New works, old favorites
2018 Santa Fe Opera season is highlighted by NM-centered ‘Doctor Atomic’
Leonard Bernstein’s “Candide” and John Adams’ “Doctor Atomic” form both bookends and centerpieces of the 2018 Santa Fe Opera season.
The company’s production of what is considered Bernstein’s masterwork coincides with the composer’s 100th anniversary. The season also marks the Santa Fe debut of “Doctor Atomic,” which opened at the San Francisco Opera in 2005. Organizers wrapped up the summer program with a trio of classics, including Puccini’s “Madame Butterfly,” Rossini’s “The Italian Girl in Algiers” and Strauss’ “Ariadne Auf Naxos.”
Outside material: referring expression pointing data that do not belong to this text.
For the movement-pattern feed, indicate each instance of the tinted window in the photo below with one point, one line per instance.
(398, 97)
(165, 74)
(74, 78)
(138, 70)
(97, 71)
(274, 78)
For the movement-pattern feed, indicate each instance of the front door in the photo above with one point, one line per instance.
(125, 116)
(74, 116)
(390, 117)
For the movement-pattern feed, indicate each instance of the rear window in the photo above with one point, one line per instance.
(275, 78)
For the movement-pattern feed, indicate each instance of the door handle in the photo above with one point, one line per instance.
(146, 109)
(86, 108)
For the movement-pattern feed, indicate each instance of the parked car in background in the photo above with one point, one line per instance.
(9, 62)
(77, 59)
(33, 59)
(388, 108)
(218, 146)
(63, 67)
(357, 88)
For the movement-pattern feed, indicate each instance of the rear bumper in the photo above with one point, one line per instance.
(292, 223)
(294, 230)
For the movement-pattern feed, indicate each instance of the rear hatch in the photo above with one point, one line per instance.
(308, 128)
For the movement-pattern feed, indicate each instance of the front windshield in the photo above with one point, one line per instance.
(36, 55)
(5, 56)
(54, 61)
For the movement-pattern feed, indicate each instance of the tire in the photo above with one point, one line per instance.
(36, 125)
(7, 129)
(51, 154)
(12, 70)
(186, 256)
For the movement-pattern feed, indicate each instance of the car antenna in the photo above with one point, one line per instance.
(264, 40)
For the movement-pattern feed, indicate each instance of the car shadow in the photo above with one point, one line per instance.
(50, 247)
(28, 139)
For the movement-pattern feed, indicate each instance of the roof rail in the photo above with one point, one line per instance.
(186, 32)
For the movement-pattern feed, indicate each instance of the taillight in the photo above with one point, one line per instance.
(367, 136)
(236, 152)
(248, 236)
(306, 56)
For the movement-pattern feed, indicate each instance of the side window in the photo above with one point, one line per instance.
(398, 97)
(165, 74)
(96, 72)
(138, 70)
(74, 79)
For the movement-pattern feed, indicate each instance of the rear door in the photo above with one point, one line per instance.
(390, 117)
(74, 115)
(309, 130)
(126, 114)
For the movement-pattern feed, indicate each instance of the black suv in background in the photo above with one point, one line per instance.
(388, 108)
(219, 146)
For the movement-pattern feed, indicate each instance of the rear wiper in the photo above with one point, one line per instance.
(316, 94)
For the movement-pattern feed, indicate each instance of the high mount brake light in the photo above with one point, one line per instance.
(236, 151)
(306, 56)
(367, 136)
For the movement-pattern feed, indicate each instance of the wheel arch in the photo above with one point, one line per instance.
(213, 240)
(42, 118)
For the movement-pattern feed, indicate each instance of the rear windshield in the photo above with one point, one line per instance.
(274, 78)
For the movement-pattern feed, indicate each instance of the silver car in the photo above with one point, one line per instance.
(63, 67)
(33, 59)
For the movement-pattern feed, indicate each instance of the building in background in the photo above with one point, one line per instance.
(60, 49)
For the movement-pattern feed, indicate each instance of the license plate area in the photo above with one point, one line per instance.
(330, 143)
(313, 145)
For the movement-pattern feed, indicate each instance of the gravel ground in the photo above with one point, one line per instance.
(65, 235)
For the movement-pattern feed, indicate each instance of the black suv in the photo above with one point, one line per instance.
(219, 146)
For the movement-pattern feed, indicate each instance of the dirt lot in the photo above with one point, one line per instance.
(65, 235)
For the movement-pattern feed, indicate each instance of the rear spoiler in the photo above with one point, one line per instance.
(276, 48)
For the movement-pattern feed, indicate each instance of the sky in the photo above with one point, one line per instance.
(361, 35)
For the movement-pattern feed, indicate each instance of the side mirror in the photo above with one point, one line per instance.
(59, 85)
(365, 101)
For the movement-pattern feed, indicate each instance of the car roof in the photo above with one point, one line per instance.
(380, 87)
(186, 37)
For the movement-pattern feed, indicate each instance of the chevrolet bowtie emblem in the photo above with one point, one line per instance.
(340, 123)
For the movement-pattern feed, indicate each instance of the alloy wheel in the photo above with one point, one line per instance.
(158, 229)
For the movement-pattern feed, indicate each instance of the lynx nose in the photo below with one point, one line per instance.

“Candide” bridges opera and musical theater, SFO general director Charles MacKay said.
“It’s a great choice for people who may not be familiar with opera.
“It’s light and dark; it’s biting satire; it takes big stabs at major institutions,” he continued. “It’s still very contemporary and very apt.”
“Doctor Atomic” focuses on the profound stress and anxiety surrounding the Los Alamos workers a month before the testing of the first atomic bomb.
Audience members will trade the lights of Los Alamos for the lights of Nagasaki. Famed opera and theater director Peter Sellars will direct; he also wrote the libretto.
“The stage is wide open,” MacKay said, “and it is a fairly spare production. This is like a major domo telling epic stories of these events in 1945.”
The musical lyricism of the tragic “Madame Butterfly” draws both newcomers and traditionalists to the opera, MacKay said.
Its story of the naive Japanese girl and her ruthless American lover still resonates, he added.
It’s “the exploitation of the innocent young Japanese girl by the powerful American,” MacKay said, “even though I think on some level he loves her; but he takes advantage of her and abandons her. The fact that it depicts suicide also adds another layer to the sense of tragedy.”
“The Italian Girl from Algiers” is a delightful romp.
“It’s a silly story,” MacKay said. “It has all the elements of Italian opera. It’s almost a farce and kind of a sitcom.”
The woman in question searches for her lover after inserting herself into a harem. Santa Fe has updated the opera to the early 20th century, with a clever aviatrix as its heroine.
“It was the runaway hit of the 2002 season,” MacKay said.
“Ariadne Auf Naxos,” along with “Madame Butterfly,” was performed at Santa Fe’s 1957 debut.
“It’s sort of a collision of tragic opera and comedy,” MacKay said. “The premise is that, in a great house, probably in Vienna, there is a party being hosted by a wealthy nobleman who considers a serious opera and a lighter opera formed by a group of comedians. The major domo decides, because time is limited, we have to combine them.”
This summer marks MacKay’s final season before his retirement to hiking and fly fishing.
He says the landmark hasn’t sunk in yet.
“I’m way, way too busy. I just want to savor this glorious moment.”